Een deel van het onderzoek met proefpersonen is onderzoek met geneesmiddelen. Als het onderzoek tot doel heeft het werkingsmechanisme, de veiligheid of de werkzaamheid van een geneesmiddel te onderzoeken, dan is sprake van geneesmiddelonderzoek. Geneesmiddelenonderzoek bij mensen wordt vaak ingedeeld in vier fasen:
Fase 1: Is het middel veilig?
De onderzoekers kijken hoe proefpersonen (meestal gezonde vrijwilligers) het middel verdragen. Deze fase wordt ook wel humaan farmacologisch genoemd: het gaat om de eerste toediening bij mensen, meestal bij een klein aantal gezonde vrijwilligers. Er wordt gekeken naar tolerantie en veiligheid, meestal door middel van oplopende doseringen. Tevens betreft het vaak een evaluatie van farmacodynamiek (wat doet het geneesmiddel met het lichaam) en farmacokinetiek (wat doet het lichaam met het geneesmiddel).
Fase 2: Werkt het middel?
Als het middel veilig genoeg is, kijken de onderzoekers of het middel bij een klein aantal zieke mensen ook echt werkt. Deze fase is exploratief therapeutisch: het gaat om onderzoek van de werkzaamheid bij (een klein aantal) patiënten met de betreffende aandoening. Daarnaast gaat het ook om verificatie van het werkingsmechanisme bij patiënten of gezonde vrijwilligers en van de veiligheid bij kortdurend gebruik.

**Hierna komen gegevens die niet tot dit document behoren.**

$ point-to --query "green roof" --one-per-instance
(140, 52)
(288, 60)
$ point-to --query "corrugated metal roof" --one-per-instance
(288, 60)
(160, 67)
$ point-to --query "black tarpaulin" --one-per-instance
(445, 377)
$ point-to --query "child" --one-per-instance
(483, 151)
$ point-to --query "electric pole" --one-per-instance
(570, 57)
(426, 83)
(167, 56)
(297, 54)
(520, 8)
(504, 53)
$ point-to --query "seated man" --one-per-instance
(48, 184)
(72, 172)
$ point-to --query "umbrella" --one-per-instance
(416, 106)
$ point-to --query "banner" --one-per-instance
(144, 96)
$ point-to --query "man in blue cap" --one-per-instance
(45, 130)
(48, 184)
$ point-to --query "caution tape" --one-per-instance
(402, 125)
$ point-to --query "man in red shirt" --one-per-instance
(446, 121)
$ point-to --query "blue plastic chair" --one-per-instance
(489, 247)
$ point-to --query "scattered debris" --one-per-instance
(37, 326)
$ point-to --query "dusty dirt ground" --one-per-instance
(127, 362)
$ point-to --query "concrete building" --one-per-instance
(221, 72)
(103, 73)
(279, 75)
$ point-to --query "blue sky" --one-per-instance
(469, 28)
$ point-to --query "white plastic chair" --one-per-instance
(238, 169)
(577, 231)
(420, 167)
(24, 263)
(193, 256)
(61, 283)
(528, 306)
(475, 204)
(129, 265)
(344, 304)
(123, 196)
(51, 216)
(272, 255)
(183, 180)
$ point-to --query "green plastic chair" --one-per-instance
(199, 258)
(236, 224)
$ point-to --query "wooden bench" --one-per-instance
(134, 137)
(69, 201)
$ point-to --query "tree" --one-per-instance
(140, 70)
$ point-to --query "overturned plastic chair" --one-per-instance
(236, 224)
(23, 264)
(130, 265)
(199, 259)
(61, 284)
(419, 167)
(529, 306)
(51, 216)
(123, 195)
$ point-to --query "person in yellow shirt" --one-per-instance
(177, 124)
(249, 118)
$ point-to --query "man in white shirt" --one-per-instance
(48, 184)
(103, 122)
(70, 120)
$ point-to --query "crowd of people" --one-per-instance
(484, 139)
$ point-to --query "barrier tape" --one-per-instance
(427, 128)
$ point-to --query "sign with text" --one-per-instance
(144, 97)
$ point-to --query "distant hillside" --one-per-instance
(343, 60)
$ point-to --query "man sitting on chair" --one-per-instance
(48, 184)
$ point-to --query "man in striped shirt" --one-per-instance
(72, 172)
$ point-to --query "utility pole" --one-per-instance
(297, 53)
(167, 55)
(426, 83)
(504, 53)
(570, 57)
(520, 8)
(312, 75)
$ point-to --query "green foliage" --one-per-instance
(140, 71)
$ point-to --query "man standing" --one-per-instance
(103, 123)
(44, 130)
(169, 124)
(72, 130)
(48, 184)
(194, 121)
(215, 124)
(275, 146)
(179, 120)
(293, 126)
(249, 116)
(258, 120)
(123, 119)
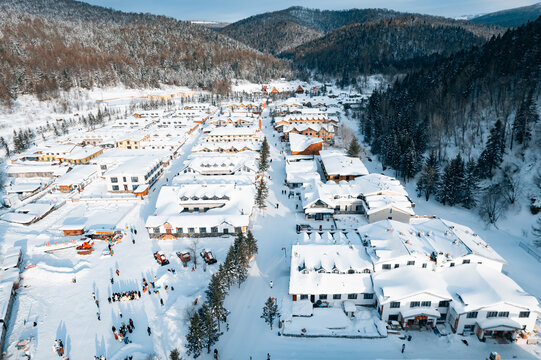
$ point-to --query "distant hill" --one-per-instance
(386, 46)
(512, 17)
(281, 31)
(49, 45)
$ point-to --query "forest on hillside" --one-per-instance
(59, 44)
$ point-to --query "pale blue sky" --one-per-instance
(233, 10)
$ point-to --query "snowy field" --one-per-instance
(62, 308)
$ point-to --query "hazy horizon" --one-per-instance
(234, 10)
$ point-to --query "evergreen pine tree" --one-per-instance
(354, 148)
(492, 155)
(251, 242)
(264, 156)
(241, 258)
(174, 355)
(209, 327)
(261, 196)
(536, 231)
(430, 177)
(471, 185)
(270, 311)
(451, 188)
(215, 294)
(194, 339)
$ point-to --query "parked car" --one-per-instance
(184, 256)
(160, 258)
(208, 257)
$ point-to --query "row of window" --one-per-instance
(413, 304)
(202, 230)
(412, 262)
(491, 314)
(339, 297)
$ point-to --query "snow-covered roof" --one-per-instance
(236, 203)
(476, 286)
(336, 162)
(298, 142)
(301, 171)
(407, 281)
(77, 175)
(323, 269)
(423, 238)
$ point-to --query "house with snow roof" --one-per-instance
(427, 243)
(337, 166)
(330, 275)
(375, 196)
(488, 303)
(304, 145)
(199, 210)
(411, 296)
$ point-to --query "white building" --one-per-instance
(331, 274)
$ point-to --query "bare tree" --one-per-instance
(493, 204)
(194, 249)
(511, 186)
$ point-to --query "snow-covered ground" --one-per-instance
(64, 309)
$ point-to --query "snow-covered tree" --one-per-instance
(209, 326)
(270, 311)
(194, 338)
(430, 177)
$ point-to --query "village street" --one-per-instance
(249, 337)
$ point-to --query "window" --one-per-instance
(472, 315)
(444, 303)
(395, 304)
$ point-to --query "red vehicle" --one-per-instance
(160, 258)
(184, 256)
(208, 257)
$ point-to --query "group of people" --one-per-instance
(125, 296)
(123, 331)
(58, 347)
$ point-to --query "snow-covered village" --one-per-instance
(285, 218)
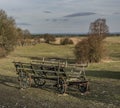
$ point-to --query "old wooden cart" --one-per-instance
(63, 73)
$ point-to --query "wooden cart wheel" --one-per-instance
(39, 81)
(82, 87)
(62, 85)
(24, 80)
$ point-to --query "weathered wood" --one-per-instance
(63, 73)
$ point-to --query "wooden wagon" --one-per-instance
(64, 74)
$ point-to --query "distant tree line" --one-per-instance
(10, 34)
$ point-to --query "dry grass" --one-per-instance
(104, 80)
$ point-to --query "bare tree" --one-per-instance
(8, 33)
(92, 48)
(99, 28)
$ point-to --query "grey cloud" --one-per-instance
(117, 13)
(23, 24)
(80, 14)
(47, 12)
(56, 20)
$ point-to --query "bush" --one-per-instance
(66, 41)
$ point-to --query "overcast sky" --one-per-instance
(62, 16)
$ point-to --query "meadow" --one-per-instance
(104, 79)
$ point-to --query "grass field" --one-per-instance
(104, 80)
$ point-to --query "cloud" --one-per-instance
(57, 20)
(23, 24)
(117, 13)
(47, 12)
(80, 14)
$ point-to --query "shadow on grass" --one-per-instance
(103, 74)
(9, 81)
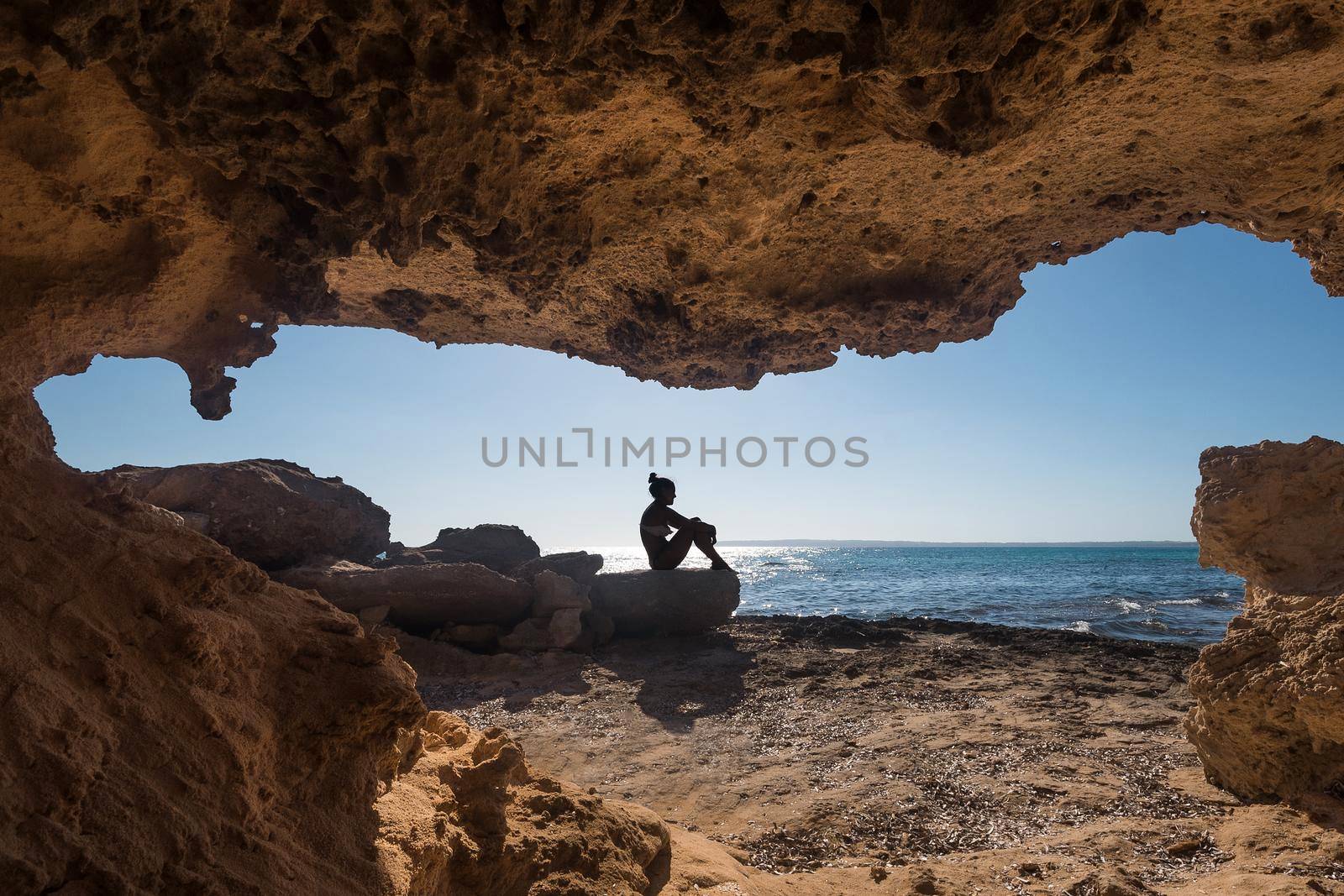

Fase 3: Werkt het middel beter dan bestaande middelen?
Zijn de resultaten van fase 2 goed, dan vragen de onderzoekers meer patiënten om mee te doen. Ze vergelijken het nieuwe middel dan vaak met een bestaande behandeling. Is het resultaat goed? Dan volgt na deze fase vaak registratie van het middel als officieel geneesmiddel. Artsen mogen het dan voorschrijven. Deze fase is dan ook bevestigend therapeutisch: het gaat hierbij om het testen in de medische praktijk van de uiteindelijke dosering op bruikbaarheid en effectiviteit bij grotere aantallen patiënten en is er vaak sprake van een vergelijking met een bestaand middel of placebo. Ook wordt gekeken naar de veiligheid op korte en langere termijn.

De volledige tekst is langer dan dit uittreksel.